LONDON • The English Premier League can be a cruel place.
Once again, Bournemouth came away with plenty of plaudits on Monday night, as well as plenty of sympathy. The outcome, however, was another harsh defeat, this time by a Liverpool team who will be happy to be following the opposite course.
For Liverpool, it is played two, scored two, won two. For Bournemouth, it is played two, conceded two, lost two.
Eddie Howe's newly-promoted team performed confidently throughout, which must have made it all the more galling for them that Liverpool's winner - Christian Benteke's first competitive goal for the club - came with the help of a linesman's interpretation of an offside rule that was supposed to have been revised to prevent such incidents.
"It is a clear offside under the new rules," complained Howe, after Benteke's toe-poke was allowed to stand, despite Philippe Coutinho's initial attempt to get to Jordan Henderson's cross from an offside position.
Said Howe: "We were sat down by the referees before the season and told about the new rules.
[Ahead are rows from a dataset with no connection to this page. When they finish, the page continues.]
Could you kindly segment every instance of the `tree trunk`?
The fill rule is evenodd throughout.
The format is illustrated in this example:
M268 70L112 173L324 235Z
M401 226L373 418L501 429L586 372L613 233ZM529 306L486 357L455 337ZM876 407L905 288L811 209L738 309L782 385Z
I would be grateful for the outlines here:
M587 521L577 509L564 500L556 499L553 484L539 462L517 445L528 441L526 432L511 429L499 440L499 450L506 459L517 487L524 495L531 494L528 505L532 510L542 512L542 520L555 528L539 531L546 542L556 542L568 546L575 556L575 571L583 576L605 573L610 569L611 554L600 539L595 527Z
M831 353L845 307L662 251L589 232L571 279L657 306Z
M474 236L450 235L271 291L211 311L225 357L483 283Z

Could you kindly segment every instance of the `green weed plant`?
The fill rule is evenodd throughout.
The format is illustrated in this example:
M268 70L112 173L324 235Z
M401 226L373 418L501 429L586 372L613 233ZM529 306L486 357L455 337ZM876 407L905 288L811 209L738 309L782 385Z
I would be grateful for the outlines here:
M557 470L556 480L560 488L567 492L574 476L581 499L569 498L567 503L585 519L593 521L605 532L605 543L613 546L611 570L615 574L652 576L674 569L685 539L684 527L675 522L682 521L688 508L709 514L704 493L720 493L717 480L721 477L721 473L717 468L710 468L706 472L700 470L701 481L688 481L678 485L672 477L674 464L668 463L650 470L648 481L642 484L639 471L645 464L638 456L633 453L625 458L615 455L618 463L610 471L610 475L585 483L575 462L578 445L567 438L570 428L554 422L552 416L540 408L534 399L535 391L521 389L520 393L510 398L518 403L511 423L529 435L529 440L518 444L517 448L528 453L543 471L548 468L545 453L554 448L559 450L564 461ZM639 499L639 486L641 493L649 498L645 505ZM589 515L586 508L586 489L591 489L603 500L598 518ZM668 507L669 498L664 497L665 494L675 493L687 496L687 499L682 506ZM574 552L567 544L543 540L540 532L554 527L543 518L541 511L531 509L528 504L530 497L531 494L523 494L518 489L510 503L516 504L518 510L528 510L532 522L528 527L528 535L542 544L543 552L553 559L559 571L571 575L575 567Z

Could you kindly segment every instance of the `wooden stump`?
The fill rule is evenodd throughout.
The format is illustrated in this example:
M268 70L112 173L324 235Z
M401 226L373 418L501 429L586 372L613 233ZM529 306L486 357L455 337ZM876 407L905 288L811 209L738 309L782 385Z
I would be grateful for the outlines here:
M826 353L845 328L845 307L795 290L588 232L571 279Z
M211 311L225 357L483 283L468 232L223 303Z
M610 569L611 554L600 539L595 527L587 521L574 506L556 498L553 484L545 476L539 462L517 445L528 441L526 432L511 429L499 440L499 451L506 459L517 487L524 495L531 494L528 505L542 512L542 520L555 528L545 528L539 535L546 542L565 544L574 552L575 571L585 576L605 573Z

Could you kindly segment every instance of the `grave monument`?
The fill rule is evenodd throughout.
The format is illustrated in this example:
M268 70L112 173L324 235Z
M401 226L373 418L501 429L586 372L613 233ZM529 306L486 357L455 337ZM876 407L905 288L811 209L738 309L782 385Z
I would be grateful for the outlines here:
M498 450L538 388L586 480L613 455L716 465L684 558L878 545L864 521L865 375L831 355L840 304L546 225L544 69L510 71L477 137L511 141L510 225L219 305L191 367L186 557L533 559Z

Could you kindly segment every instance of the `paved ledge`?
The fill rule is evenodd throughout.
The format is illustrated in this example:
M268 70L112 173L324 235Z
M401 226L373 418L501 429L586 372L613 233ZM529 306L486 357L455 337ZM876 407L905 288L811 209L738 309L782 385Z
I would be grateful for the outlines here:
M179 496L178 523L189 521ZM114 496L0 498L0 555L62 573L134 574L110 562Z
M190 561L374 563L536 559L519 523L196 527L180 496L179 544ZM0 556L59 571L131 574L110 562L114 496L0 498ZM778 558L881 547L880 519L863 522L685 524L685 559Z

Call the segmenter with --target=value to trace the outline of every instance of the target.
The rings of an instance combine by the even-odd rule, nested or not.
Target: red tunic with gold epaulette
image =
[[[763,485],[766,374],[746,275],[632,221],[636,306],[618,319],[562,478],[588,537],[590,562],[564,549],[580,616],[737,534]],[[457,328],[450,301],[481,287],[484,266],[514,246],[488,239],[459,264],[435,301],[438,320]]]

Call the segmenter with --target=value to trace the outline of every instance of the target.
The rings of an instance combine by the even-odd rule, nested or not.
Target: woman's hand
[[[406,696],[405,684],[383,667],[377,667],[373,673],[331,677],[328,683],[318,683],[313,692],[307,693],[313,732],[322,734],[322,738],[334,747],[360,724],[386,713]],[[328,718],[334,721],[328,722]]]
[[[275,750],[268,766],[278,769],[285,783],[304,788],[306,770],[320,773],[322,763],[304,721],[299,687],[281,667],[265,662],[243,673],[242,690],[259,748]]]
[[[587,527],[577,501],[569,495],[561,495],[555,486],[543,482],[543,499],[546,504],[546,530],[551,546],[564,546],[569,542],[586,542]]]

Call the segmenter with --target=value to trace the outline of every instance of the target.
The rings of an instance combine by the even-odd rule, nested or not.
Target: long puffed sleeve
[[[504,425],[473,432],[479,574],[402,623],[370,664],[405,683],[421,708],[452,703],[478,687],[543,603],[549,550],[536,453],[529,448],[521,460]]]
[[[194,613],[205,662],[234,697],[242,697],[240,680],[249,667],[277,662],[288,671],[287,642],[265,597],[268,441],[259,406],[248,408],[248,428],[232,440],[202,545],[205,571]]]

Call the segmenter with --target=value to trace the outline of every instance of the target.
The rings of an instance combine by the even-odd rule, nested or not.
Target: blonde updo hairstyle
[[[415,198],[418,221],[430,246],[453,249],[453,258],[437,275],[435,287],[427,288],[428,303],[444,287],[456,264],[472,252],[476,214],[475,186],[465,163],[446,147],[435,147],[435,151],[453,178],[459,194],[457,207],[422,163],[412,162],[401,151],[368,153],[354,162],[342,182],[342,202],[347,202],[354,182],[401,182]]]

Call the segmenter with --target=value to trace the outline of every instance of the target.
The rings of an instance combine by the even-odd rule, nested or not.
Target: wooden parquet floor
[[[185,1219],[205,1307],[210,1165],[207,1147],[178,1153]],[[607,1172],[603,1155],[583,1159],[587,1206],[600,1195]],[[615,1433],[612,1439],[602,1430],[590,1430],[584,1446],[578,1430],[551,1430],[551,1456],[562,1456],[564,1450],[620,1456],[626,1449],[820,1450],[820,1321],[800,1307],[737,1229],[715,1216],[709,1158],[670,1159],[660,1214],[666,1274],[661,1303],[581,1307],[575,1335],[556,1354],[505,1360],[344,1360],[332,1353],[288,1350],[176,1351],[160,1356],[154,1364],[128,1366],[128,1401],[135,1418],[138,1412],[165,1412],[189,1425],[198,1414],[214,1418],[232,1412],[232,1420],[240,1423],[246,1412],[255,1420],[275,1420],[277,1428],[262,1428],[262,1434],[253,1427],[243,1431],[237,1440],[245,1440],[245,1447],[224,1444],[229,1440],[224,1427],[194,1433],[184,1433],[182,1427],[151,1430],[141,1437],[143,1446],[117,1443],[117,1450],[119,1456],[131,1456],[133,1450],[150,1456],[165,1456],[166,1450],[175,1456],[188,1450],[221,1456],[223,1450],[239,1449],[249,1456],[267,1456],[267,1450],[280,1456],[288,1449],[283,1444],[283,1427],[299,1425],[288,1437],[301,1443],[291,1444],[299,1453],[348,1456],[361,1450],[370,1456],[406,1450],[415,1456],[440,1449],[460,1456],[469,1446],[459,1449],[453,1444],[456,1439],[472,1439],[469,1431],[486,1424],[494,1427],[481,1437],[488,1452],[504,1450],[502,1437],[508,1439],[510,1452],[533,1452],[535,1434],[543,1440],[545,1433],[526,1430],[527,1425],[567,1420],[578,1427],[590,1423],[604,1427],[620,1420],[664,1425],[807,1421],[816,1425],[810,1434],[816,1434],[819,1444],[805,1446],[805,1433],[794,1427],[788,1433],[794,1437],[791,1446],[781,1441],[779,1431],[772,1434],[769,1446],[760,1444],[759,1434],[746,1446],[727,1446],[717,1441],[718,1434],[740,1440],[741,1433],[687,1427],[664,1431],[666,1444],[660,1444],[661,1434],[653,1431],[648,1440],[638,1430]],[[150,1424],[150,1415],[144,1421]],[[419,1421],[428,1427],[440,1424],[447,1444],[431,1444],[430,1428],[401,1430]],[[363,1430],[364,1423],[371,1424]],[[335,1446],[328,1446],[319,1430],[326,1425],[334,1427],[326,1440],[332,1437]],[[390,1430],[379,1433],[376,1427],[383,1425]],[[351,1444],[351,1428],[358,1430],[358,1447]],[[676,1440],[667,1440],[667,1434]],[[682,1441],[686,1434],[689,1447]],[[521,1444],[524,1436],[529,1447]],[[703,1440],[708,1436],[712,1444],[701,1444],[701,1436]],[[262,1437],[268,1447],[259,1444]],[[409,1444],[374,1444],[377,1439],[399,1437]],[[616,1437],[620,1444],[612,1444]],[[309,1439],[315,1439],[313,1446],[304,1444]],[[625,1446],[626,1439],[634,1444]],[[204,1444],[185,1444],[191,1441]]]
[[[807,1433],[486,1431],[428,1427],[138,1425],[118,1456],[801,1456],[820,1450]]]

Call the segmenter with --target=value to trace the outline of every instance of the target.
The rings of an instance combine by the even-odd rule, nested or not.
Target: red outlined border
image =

Our goalkeeper is clearly impacted by the player in the middle of the goal, and he was offside by about a yard and a half."
New guidelines introduced this summer state that a player is offside when he "clearly attempts to play a ball; (the ball is) close to him; and when this action impacts on an opponent".
All three elements were at play in Coutinho's action but referee Craig Pawson and his assistants awarded a goal that helped Liverpool maintain a 100 per cent start to the new season.
Adding to Howe's chagrin, Bournemouth were denied what seemed a legitimate goal in the fifth minute, when Tommy Elphick saw his header ruled out for a foul after he was harshly adjudged to have clambered over Reds defender Dejan Lovren.
Benteke will not care about the offside debate; the £32.5 million (S$71.6 million) forward will take any assistance he can get in his home debut for a new club.
His manager Brendan Rodgers, though, was almost apologetic.
"The offside ruling was changed again and it adds confusion," the Reds manager admitted.
While he could celebrate his team's slice of fortune, he would do well to recognise there was a lack of fluency and real spark to Liverpool's play.
The Reds manager chose to look at the positives in his post-match interview, lavishing praise on his match-winner.
"He was a real handful," said Rodgers of Benteke. "You've seen all the facets of his game. His hold-up play is outstanding and he's got a wonderful touch for a big guy. He can help the ball on into areas, he can take the ball in, control the game, switch the game. His touch is good. You see him linking and combining.
"Once the players get used to seeing that and working with that, that will offer us more opportunities to score goals. So it gives us a different dimension to our game."
That goal threat was on display again in the closing stages, but Benteke could only hit the crossbar from Nathaniel Clyne's cross.
A 2-0 loss would have been harsh on Bournemouth. But so too, arguably, was 1-0.